Al het materiaal dat wij hebben op de aarde is een limited edition zegt Thomas Rau. “Wat we hebben, hebben we en wat we niet hebben, hebben we niet”. Deze simpele woorden slaan de spijker goed op de kop. Het is dus belangrijk om zuinig en respectvol om te gaan met materiaal. Materiaal is namelijk waardevol en als het afval wordt dan verliest het zijn waarde doordat het identiteit verliest. Hierin ziet Thomas Rau een oplossing en daarom heeft hij het Madaster opgericht. Madaster is een digitale database waarin alle materialen staan beschreven die in een gebouw zijn toegepast. Op deze manier behoudt het materiaal zijn identiteit, ook al wordt het toegepast in een gebouw. Bij het slopen van het gebouw is dan precies duidelijk wat eruit gehaald kan worden aan materialen en wat hergebruikt kan worden. En het stopt niet bij gebouwen: momenteel wordt gewerkt aan het ontwikkelen van een Madaster voor weg- en railbouw en er zal toegewerkt worden naar een Madaster voor producten.

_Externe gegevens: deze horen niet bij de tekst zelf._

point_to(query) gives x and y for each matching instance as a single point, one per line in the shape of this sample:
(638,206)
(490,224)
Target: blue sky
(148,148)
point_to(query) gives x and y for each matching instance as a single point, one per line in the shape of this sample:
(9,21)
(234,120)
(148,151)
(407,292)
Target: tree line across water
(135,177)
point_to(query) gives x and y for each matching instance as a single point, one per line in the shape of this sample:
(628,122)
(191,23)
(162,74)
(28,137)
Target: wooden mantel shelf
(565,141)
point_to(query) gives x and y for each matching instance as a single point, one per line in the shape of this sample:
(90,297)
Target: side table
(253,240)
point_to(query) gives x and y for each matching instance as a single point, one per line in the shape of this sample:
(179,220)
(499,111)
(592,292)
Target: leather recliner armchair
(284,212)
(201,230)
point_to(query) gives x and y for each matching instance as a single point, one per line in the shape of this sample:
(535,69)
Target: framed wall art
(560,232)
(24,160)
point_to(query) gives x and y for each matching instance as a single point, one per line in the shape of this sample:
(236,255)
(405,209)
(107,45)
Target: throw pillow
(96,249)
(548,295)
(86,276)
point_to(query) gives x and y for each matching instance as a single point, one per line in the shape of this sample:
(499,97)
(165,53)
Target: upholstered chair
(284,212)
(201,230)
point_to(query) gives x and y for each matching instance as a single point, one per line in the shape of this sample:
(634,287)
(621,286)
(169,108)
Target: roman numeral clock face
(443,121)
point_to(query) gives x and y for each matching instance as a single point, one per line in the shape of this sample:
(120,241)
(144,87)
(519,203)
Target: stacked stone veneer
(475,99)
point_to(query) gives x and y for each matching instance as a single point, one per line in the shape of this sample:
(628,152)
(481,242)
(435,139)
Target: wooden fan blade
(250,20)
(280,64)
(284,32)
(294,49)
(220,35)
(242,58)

De technologie ontwikkelt zich steeds meer. Toch zal men een andere insteek moeten hebben bij het ontwerpen van producten. Marcel den Hollander, schrijver van het boek “Products that Last”, vertelde tijdens de dag over de verschillende manier van ontwerpen en produceren en koppelt zo ontwerpprincipes aan businessmodellen. Hierbij zijn verschillende manieren om circulariteit toe te passen. Zo kan een product als service worden aangeboden en in onderhoud blijven van de producent. Ook kunnen producten zo ontworpen worden dat hun levensduur steeds verlengd wordt. Dit kan bereikt worden door producten demontabel te maken, ook wel ‘Design for Disassembly’. Doordat producten uit elkaar gehaald kunnen worden, kunnen alleen kapotte onderdelen vervangen worden en de levensduur van het product verlengd worden. Echter moet dit principe wel vanaf het begin van het ontwikkelen van het product worden meegenomen.

Er is een mentaliteitsswitch nodig. En niet alleen bij bedrijven en consumenten, maar ook in de regelgeving. De huidige wetten en regels weerhouden bedrijven ervan om goed te kunnen leveren. Zo worden gerenoveerde producten en onderdelen minder waard omdat ze niet gloednieuw zijn. De kwaliteit is zelfs vaak beter van dit soort producten en het gebruik hiervan zou gestimuleerd moeten worden, niet ontmoedigd.

Het zal niet mogelijk zijn om een 100% circulaire economie op te zetten. Er zal altijd iets verloren gaan aan materiaal door brand, ongelukken of zelfs de slijtage van rubberen schoenzolen. Toch is het nodig om dit beeld voor ogen te houden. Het idealistische beeld helpt om de mens goed om te laten gaan met de planeet. Er is maar een aarde en die moet met respect behandeld worden. De take-away message voor ons was iets wat Thomas Rau in zijn slotzin zei: “Wij zijn slechts gasten van deze planeet en wij moeten eens beginnen met respectvol omgaan met wat wij hebben gekregen.”